RSOD: Reliability-Guided Sonar Image Object Detection with Extremely Limited Labels
Chengzhou Li, Ping Guo, Guanchen Meng, Qi Jia, Jinyuan Liu, Zhu Liu, Xiaokang Liu, Yu Liu, Zhongxuan Luo, Xin Fan
TL;DR
RSOD tackles sonar object detection under extreme label scarcity by a reliability-guided teacher–student framework that evaluates pseudo-labels across multiple views, balances learning with object-mixed pseudo-labels, and applies reliability-weighted constraints. It introduces a multi-view pseudo-label reliability score, an object-mixed pseudo-label strategy, and a corner-point regression loss to suppress noisy labels and improve localization, achieving strong results on UATD and the newly collected FSOD dataset with only a small fraction of labeled data.
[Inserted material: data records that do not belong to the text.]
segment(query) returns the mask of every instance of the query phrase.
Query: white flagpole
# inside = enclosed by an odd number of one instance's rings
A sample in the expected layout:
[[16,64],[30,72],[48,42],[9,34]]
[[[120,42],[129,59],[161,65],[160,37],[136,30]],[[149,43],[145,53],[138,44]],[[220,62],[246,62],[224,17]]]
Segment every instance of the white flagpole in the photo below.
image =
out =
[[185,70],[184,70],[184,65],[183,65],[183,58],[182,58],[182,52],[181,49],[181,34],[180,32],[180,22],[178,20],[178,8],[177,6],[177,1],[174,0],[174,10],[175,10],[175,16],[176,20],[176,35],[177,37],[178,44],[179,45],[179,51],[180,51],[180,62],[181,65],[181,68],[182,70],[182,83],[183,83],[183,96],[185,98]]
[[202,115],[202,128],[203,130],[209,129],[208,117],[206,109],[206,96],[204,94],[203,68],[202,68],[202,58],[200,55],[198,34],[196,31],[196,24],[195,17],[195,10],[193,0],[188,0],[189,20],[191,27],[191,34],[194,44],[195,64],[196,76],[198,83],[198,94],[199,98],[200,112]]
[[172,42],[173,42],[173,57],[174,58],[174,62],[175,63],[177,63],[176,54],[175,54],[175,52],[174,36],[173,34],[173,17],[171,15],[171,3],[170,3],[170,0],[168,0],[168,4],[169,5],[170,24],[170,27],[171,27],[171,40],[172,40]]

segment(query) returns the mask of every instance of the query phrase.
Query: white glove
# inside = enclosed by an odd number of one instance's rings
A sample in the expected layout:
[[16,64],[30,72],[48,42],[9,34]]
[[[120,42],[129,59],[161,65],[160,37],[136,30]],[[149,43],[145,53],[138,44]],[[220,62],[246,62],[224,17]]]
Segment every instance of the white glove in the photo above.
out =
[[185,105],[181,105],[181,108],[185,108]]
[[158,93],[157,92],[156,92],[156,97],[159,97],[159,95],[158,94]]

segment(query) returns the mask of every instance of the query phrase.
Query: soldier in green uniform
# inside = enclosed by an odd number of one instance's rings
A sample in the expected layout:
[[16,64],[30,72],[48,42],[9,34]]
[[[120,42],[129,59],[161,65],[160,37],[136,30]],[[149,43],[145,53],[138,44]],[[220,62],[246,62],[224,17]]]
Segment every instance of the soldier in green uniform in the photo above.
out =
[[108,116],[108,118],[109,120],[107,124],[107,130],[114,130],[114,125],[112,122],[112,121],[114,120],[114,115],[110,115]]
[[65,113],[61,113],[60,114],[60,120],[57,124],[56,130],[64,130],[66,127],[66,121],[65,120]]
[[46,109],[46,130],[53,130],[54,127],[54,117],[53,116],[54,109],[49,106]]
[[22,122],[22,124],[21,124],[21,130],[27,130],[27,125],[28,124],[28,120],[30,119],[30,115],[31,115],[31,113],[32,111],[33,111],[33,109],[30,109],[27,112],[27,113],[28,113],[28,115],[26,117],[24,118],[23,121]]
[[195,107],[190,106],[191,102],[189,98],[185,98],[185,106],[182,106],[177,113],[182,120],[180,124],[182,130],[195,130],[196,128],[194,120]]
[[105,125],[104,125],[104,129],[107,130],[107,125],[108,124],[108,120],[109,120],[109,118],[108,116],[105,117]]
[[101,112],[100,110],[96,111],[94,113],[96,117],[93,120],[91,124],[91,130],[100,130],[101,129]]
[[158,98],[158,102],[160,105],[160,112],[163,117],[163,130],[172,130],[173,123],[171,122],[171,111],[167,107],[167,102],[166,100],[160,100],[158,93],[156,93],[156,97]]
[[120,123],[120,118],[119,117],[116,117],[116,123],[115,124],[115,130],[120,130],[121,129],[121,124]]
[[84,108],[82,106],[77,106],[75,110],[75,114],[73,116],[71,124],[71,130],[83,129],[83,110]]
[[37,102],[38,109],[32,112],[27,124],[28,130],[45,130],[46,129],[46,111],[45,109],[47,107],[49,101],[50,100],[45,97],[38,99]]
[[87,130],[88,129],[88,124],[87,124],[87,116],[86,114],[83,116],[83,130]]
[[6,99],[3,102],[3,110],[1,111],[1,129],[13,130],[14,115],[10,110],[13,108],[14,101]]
The approach yields notable improvements in small-object detection and surpasses several SSOD baselines, highlighting the practical impact for underwater detection where annotation is costly. A new FSOD dataset is provided to foster further research in sonar imagery.
Abstract
Object detection in sonar images is a key technology in underwater detection systems. Compared to natural images, sonar images contain fewer texture details and are more susceptible to noise, making it difficult for non-experts to distinguish subtle differences between classes. This leads to their inability to provide precise annotation data for sonar images. Therefore, designing effective object detection methods for sonar images with extremely limited labels is particularly important. To address this, we propose a teacher-student framework called RSOD, which aims to fully learn the characteristics of sonar images and develop a pseudo-label strategy suitable for these images to mitigate the impact of limited labels. First, RSOD calculates a reliability score by assessing the consistency of the teacher's predictions across different views. To leverage this score, we introduce an object mixed pseudo-label method to tackle the shortage of labeled data in sonar images. Finally, we optimize the performance of the student by implementing a reliability-guided adaptive constraint. By taking full advantage of unlabeled data, the student can perform well even in situations with extremely limited labels. Notably, on the UATD dataset, our method, using only 5% of labeled data, achieves results that can compete against those of our baseline algorithm trained on 100% labeled data. We also collected a new dataset to provide more valuable data for research in the field of sonar.